I have settled on IBM-compatibles as my work-horses for the studio. My reasons are many, but boil down to three: they're cheap, well supported, and they talk to my design computer. The requirements are meagre: 512K RAM, one floppy (no HD) and a mono monitor. ~$50 for an XT, and $75 for an AT. Since the environment is harsh, it's nice to know that replacing them is relatively painless. Over the years, I have written my own CAM software and am willing to share it (just ask-- nothing fancy, but it works). There is a shareware package called DANCAM (contact Dan Hudgins, 466 Diamond St., San Francisco, CA 94114), but I have no experience with it.

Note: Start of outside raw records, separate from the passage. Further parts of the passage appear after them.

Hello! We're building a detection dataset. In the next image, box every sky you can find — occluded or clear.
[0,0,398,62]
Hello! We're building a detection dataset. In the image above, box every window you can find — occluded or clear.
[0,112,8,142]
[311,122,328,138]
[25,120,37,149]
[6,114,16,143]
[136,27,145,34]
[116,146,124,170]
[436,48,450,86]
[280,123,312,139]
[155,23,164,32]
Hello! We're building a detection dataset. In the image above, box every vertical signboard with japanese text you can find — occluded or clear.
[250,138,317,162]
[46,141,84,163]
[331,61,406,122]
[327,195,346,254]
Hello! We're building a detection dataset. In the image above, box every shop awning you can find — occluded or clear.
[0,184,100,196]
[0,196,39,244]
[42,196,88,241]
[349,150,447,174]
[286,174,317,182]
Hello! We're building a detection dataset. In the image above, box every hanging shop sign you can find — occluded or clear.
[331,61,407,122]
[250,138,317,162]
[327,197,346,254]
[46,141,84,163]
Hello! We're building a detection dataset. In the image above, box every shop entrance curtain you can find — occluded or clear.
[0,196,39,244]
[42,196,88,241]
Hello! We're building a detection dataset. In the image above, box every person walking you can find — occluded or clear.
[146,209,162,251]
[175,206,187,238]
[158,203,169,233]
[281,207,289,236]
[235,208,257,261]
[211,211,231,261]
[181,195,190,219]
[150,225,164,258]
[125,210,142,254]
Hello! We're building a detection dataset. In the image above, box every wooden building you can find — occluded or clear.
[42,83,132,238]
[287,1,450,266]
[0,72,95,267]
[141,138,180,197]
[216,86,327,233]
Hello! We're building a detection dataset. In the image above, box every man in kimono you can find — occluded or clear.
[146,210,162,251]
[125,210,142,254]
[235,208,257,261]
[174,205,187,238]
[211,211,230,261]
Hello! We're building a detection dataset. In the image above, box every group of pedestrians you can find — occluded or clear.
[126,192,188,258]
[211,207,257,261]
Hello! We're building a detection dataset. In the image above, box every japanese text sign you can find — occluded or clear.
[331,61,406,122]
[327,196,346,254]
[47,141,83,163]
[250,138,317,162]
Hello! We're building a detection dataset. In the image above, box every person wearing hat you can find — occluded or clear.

From the PC, the information must get to the motor drives-- I use the parallel port. My custom interface requires soldering together a few logic and buffer IC's, but is straight forward and reliable. For a wealth of technical info on the parallel port (and lots of other electronic stuff), check out the FTP site: /pub/user/rstevew and get "ibmlpt.faq" and "krislpt.faq."

Why stepper motors?

There are essentially two ways to skin the motion control cat: steppers and servos. I chose the former for my usual reasons-- they're cheaper and easier. While it is true that high-end systems use servos, I believe steppers and the technical expertise to control them are more readily obtained by the garage-roboticist. I have accumulated a fair amount of practical know-how in dealing with these beasts. For a good place to start, I recommend the file "steppers.tut" found at the FTP site mentioned above. I no longer build my own drivers, but the schematic of the one I built during my first experiments is essentially the same as the one I later found in The Robot Builder's Bonanza by McComb. It's crude, but is a good place to start. The motor I used with it was a small 12V stepper that lives in floppy drives-- widely available in surplus electronics shops for ~$5.[driver schematic], (640x480 GIF-7K).